Kitabı oku: «Жизнь пяти», sayfa 8
3
Они перемещались по очереди. И города, начиная с Альстендорфа, даже не запоминаясь, пеленой мелькали перед глазами, превращаясь в сухие, абстрактные цифры, произнесенные твердым, сухим, осипшим голосом Курта.
Оста, себро, бирро, ильт, индэ, арга…83
Где-то их уже ждали, и тогда приходилось отбиваться, вдвоем кружась спина к спине в изящном танце магического боя, в других местах все было тихо, а в-третьих, Митар вовремя успевал прикрыть их искусным щитом или маскировкой, сбивающим с толку опасных, проворных преследователей.
Позади остался один континент, потом появился другой. Калейдоскоп крутился, пока наконец вместе с вернувшейся после очередного перемещения обновленной реальностью, они оба не ощутили то, чего так долго ждали. Соленый, влажный запах волн, смешанный с изысканным, пряным ароматом, кокетливо щекочущим нос своим пьянящим дурманом, бокала терпкого вина южной ночи, наполненного доверху черной глубиной яркого звездного неба и…
Браза…
Они невольно обменялись взглядами блестящих, сверкающих в темноте глаз, будто прочитав мысли друг друга.

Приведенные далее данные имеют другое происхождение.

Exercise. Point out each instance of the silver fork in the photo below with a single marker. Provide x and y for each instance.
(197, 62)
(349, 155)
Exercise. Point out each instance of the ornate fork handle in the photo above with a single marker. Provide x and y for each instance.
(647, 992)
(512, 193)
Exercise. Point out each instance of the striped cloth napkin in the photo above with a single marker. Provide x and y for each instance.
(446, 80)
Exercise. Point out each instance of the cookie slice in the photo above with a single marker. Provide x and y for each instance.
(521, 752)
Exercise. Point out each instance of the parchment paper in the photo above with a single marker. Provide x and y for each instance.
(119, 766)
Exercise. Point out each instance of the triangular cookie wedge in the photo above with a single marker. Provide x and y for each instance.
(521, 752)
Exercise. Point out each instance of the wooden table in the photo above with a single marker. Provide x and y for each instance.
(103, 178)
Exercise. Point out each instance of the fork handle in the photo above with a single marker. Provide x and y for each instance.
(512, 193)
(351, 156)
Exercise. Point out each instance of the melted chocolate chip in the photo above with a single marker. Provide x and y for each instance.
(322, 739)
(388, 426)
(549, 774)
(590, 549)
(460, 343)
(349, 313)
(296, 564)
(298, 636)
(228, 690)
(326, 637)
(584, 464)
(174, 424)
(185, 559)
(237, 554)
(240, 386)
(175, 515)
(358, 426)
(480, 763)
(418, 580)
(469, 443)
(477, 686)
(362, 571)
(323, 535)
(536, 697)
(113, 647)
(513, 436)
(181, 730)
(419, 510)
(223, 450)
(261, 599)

… магией. Великой, запретной, желанной магией.
Мара. Даже в такие трудные времена этот вечный оплот ищущих приключений на собственную слишком гибкую ситенару84 магов оставался верен древним, шальным традициям.
Курт усмехнулся, а затем, спохватившись, оглянулся, проверяя не ошибся ли с перемещением. Но темная круглая площадь, застроенная по контуру разномастными невысокими домами с черными бойницами квадратных окон и плоскими крышами, будто вылепленными играющими детьми из мокрого песка в гигантской песочнице, и небольшим, тихо, распевно журчащим кольцом фонтана в центре выглядела точно, как и должна была. Правда, теперь ее заполняли почти осязаемые, плотные сумерки и немая, пугающая тишина.
Курт быстро кивнул Митару, слегка поманив того рукой, и они одновременно, абсолютно синхронно, словно отражения друг друга, чуть оборачиваясь по сторонам в поисках неожиданного движения среди густых теней, сделали несколько бесшумных, настороженных шагов к фонтану, остановившись лишь, когда обернутые в легкую ткань брюк бедра коснулись прохладного, шершавого камня широкого борта, а отсветы звезд, отраженных подернутой концентрической рябью поверхностью воды, не упали на их бледные, практически белые, расчерченные тусклыми синими тенями лица.
Где-то в глубине спящих городских кварталов едва различимым эхом одинокого звука пробили часы.
Сердце Курта неприятно, тревожно ухнуло.
Час настал, они успели вовремя, однако… никого не было.
Беспокойные мысли неугомонным, стремительным вихрем взвились в усталой, налитой свинцовой тяжестью голове. Взгляд болезненно-напряженный, еще раз медленно проскользил по площади. И Курт почувствовал, как рядом, возобновляя их защиты, замер Митар.
Урлан дэл…
Неужели они не придут? Неужели никто не придет? Неужели ни один маг во всей Маре не откликнется на их призывы, ни один маг не захочет присоединиться к ним, к сопротивлению? Неужели их страх настолько силен? Неужели все старания напрасны и власть Скейлера настолько крепка и нерушима? Неужели здесь сегодня так бесславно закончится их путь? Неужели…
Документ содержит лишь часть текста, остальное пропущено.